Of course from the ratepayers' point of view, it wouldn't be such a bad thing if the unresolved issues were just carried over to the new Super City organisation to be resolved in-house. The savings in legal bills would be substantial. Just how big, I haven't been able to track down, though one insider says the ARC legal bill alone for such cases is hundreds of thousands of dollars a year.
What sort of issues? A quick Google search throws up a random cross section. Papakura District Council versus ARC in Environment Court over definition of rural versus urban activities.

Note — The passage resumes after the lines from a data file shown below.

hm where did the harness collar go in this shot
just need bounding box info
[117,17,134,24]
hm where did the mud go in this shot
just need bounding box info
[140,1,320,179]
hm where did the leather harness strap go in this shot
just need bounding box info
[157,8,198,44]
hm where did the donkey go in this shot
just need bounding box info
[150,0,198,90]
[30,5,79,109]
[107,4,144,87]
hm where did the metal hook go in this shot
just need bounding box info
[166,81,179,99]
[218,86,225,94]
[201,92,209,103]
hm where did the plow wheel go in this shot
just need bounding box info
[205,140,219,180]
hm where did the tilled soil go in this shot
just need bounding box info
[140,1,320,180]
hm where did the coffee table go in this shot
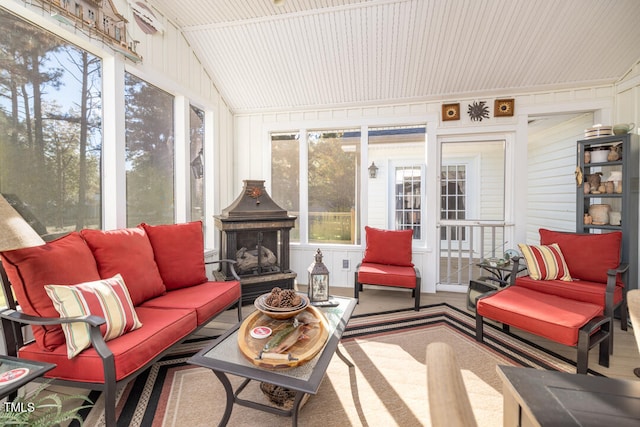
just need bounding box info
[188,295,357,426]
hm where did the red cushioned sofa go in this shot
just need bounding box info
[510,228,628,350]
[0,221,241,426]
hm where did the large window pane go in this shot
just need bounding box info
[367,125,426,240]
[124,74,174,226]
[189,105,204,221]
[0,7,102,239]
[308,129,360,244]
[271,132,300,241]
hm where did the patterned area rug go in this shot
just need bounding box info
[79,303,603,427]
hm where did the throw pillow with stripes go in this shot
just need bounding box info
[518,243,572,281]
[45,274,142,358]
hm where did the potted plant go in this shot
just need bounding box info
[0,380,92,426]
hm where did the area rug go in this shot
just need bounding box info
[79,303,602,427]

Auckland City Council/Metrowater and North Shore versus ARC against "Auckland Regional Plan; Air, Land and Water".
Then there's the ARC taking on Auckland City for changing "the objective, policies and criteria relating to the remediation of contamination at Wynyard Quarter".
In return, there's an ACC appeal against the ARC's tinkering with the volcanic cones viewshafts.
The metropolitan urban limits boundary is a popular battleground.
There's a report of North Shore City heading straight to the Court of Appeal challenging the ARC's right to set urban boundaries.
Rodney District is similarly challenging the ARC over its proposed rezoning of 9.6ha of coastal land.
The ARC pops up appealing against an Auckland City demolition permit for Building 5 at Green Lane Hospital, and gets a slap on the wrist and ordered to pay $100,000 costs by the Environment Court for opposing an Auckland City decision to allow the expansion of a Waiheke Island airfield.
Some of the existing disputes hark back to the Local Government (Auckland) Amendment Act 2004, which had the purpose of, among other things, requiring Auckland authorities to change their plans "to integrate the land transport and land use provisions and make those provisions consistent with the Auckland Regional Growth Strategy".
That the local bureaucrats are still trying to adapt to the growth strategy document, seven years after this act was passed, is a salutary warning against expecting any instant miracles after November 1.
It's also a justification for the radical reforms we're now undergoing.
The big test is how open and, dare I say it, uncorrupt can we keep it. One advocate of the change admitted to me he has trepidations.
The existing decision-making, while at times frustratingly slow and expensive, was also open, transparent, court-based and honest.
With the new Auckland Council, much of the decision-making will be in-house and political. More like Australia. Whether this will be better or worse, time will tell.